Entry
- Trend filter: price > 200-day SMA
- Long entry: 2-period RSI < 10 (or < 5 for even rarer signals)
- Enter at the close or at the next open
Exit
- Close > 5-day SMA (classic Connors exit)
- Alternative: RSI-2 > 70
- No stop-loss in the original version — the trend filter is the safety net
| Name | Typ. value | Description |
|---|---|---|
| rsi_period | 2 | Extremely short RSI |
| oversold_level | 10 (oder 5) | Buy zone |
| trend_ma | 200 | Filter for the higher-level trend |
| exit_ma | 5 | Exit trigger |
Pros
- Very high win rate (psychologically comfortable)
- Short holding periods — little tail risk
- Clear rules, fully mechanical
- Tested across 25+ years and various regimes
Cons
- Misses large trend moves — exits too early
- Weaker on crypto/forex (not enough mean-reversion character)
- Dangerous without a stop-loss when the trend filter fails (e.g. flash crash)
- Long-only under the original rules — no short setups
Core idea
Larry Connors took the well-known RSI indicator and turned two dials to the extreme:
- Period set to 2 instead of the classic 14 → extremely sensitive to short-term price moves
- Threshold set to 10 instead of 30 → only truly extreme oversold states trigger
The result is an indicator that, in strong uptrends, pinpoints exactly the brief 1-3 day pullbacks after which mean-reversion sets in with very high probability.
The rules
SPY > SMA(200) ← trend filter (only trade in bull markets)
RSI(2) < 10 ← oversold entry
→ Long
Close > SMA(5) ← exit as soon as price stabilizes
Why it works
The trend filter is the key. Without it the strategy tries to buy dips in bear markets → catastrophic drawdowns. With it, it only buys in structurally bullish markets, where even short pullbacks are typically absorbed.
Psychologically: when SPY closes red for 3 days within an uptrend, market participants start to panic-sell. That is exactly the 'blood in the streets' moment where long-term buyers step in cheaply. Connors' RSI-2 captures this moment mechanically.
Evidence
Backtests 1993-2025 on SPY: - Win rate ~75-80% - Average holding period 3-5 days - CAGR ~8-12% (less than buy-and-hold, but with far less time in the market) - Max drawdown ~15-20% vs. ~55% buy-and-hold during the GFC
Limits
- Does not work on assets without structural mean-reversion (commodities, FX).
- Problematic on crypto: BTC can close red 7 days in a row and then simply keep falling — its mean-reversion character is markedly weaker.

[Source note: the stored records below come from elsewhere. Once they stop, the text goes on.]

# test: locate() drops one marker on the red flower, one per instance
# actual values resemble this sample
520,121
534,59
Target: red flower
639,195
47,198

- No stop-loss: there is none in the original form — if the trend filter fails (flash crash, gap-down), the loss is potentially large.
Relevance for Botty
BTC on the daily is not a Connors market. But: on higher timeframes during bull phases (price well above the EMA-200, low vol), an RSI-2 entry could serve as a supplementary pullback filter for Botty long strategies. Not recommended as a stand-alone strategy.